Context Glucocorticoids used in pharmacological doses for the treatment of a variety of medical conditions, and endogenous glucocorticoid excess – Cushing’s syndrome, may result in several adverse effects, but currently there is no clinically useful biomarker of glucocorticoid activity. Objective To identify glucocorticoid-responsive proteins potentially measurable in human serum. Setting and Design A three-phase protein biomarker discovery strategy was used. Proteomic biomarker discovery and qualification was conducted on the secretome of ex vivo-stimulated peripheral blood mononuclear cells (PBMC) isolated from 6 volunteers, incubated ± dexamethasone 100 ng/mL for 4h and 24h. Untargeted proteomics with label-free quantification (LFQ) was conducted to discover candidate proteins which were quantified using targeted proteomics by a custom multiple reaction monitoring mass spectrometry (MRM-MS) assay. Five proteins were selected for serum measurement by immunoassay in 20 healthy volunteers, with blood drawn at baseline and 12h after 4 mg oral dexamethasone.

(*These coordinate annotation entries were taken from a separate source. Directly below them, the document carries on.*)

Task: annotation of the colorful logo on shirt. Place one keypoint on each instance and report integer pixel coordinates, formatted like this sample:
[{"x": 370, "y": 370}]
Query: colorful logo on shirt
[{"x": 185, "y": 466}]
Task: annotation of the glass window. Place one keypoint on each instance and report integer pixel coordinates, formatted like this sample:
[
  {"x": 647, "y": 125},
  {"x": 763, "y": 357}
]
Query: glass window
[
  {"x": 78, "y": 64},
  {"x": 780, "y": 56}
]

A scheduled multiple reaction monitoring (MRM) method measuring 179 peptides from 44 proteins (43 biomarker candidates plus internal standards, chicken ovalbumin and iRT peptides) was developed and used to qualify candidate biomarkers in the secretome samples. Samples were analysed on a standard-flow Nexera X2 UHPLC coupled to a LCMS-8050 triple quadrupole mass spectrometer (Shimadzu). Internal standard protein (225 ng of chicken ovalbumin) was spiked into each secretome sample, and then trypsin co-precipitation method was used for sample processing.Ovalbumin and iRT peptides were checked for inconsistencies in sample preparation and LC/MS analysis. A retention time predictor was generated based on iRT peptide results to increase confidence of peptide identification. Peak picking was manually inspected and adjusted accordingly by comparing retention time and normalised peak area information across runs. The relative ratio of each transition normalised to the total peak area acts as a ‘fingerprint’ for a compound and was therefore a crucial indicator of a positive identification.

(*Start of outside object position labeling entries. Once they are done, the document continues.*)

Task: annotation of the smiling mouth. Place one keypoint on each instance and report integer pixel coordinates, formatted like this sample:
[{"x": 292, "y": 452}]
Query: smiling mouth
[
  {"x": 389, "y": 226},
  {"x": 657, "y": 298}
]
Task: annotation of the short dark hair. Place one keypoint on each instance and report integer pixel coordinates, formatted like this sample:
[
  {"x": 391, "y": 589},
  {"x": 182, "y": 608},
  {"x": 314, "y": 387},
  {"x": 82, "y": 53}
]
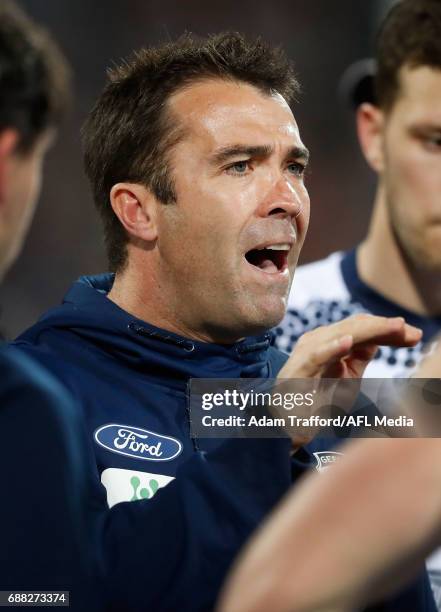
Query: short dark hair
[
  {"x": 34, "y": 77},
  {"x": 127, "y": 136},
  {"x": 409, "y": 36}
]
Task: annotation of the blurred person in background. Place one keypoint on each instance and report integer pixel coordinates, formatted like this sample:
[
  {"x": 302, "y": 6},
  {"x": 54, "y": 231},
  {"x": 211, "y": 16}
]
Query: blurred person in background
[
  {"x": 43, "y": 526},
  {"x": 197, "y": 167},
  {"x": 390, "y": 489},
  {"x": 396, "y": 270}
]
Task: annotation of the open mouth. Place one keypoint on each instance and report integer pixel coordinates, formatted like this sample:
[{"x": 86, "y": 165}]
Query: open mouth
[{"x": 270, "y": 259}]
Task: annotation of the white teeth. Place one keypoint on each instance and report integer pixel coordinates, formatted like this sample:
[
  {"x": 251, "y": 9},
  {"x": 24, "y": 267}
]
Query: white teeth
[{"x": 277, "y": 247}]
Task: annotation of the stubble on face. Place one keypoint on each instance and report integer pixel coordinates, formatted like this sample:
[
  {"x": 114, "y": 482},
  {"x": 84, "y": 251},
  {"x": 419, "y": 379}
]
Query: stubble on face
[{"x": 223, "y": 210}]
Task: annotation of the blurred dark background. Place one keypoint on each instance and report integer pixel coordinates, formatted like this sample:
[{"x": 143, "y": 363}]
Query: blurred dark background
[{"x": 322, "y": 37}]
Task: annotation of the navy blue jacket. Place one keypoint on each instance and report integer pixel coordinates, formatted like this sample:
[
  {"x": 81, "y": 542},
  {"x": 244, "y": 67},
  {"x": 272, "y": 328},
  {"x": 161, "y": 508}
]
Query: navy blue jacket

PBMCs were prepared from 6 healthy volunteers for acute and chronic glucocorticoid treatments, respectively. Ten milliliters of blood collected in EDTA was gently layered under 7 mL of Ficoll-Paque PLUS (GE Healthcare, Uppsala, Sweden) and centrifuged at 500 g for 20 min without brake. The interphase containing PBMCs was collected using a transfer pipette and transferred to a fresh tube. Cells were washed twice by resuspending up to 50 mL with PBS and spinning at 500 g for 5 min. Cells were resuspended up to 25 mL with PBS and spun at 200 g for 10 min to remove platelets. Aliquots of 1x106 PBMCs in Dulbecco’s Modified Eagle Medium (DMEM) + 10% Fetal Bovine Serum (FBS) were exposed to 100 ng/mL dexamethasone for 4 or 24 hours, while the corresponding control 1x106 PBMCs were exposed to media without dexamethasone for the same duration. The treatment media were removed, and the cells were incubated with serum-free and dexamethasone-free media for 3 hours to collect secreted proteins (secretome). Secretome samples were concentrated, and protein concentration estimated by Bradford assay.